Wie Du sie gestaltest bleibt natürlich Dir selbst überlassen.
Ich möchte Dir aber jedes Mal eine kleine Übung oder einen Tipp, ein Rezept ans Herz legen, wie Du diese Zeit verbringen könntest.

Auf die Kissen, bitte! 

Ich mach es heute ziemlich kurz – mein Tipp zum Thema “Selfcare” benötigt keinerlei Equipment, keinerlei Vorkenntnisse und Du brauchst noch nicht einmal besonders viel Zeit dazu. 
Ich möchte Dich einladen, Dir Zeit für Mediation zu nehmen. 
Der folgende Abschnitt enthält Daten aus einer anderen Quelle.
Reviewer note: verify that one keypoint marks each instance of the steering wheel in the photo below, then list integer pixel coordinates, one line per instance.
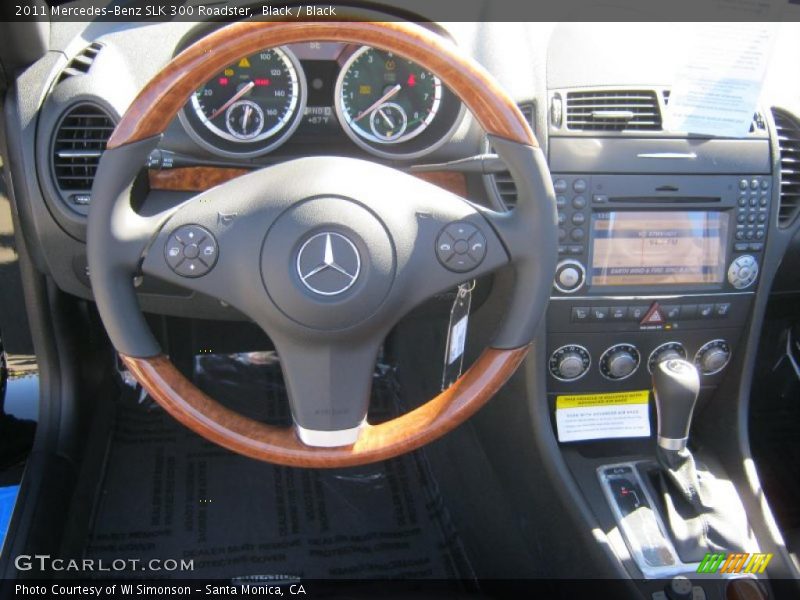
(324, 254)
Meditation klingt jetzt vielleicht nicht so attraktiv wie “Home-Spa” – aber auch wenn Du Dich etwas aufraffen musst, die positive Wirkungen der Meditation sind mittlerweile allgemein bekannt und anerkannt. Führungskräfte großer Firmen gehen auf Meditation-Retreats um möglichst leistungsfähig zu bleiben – und wer benötigt solch eine Unterstützung mehr als Mamas? 

Wenn Du nicht so recht weißt wie Du mit Mediation beginnen sollst, dann probiere doch einfach die geführte Meditation zum Anhören aus, die ich mit meinem Newsletter verschenke. Sobald Du Dich für den Newsletter anmeldest, erhältst Du den Link.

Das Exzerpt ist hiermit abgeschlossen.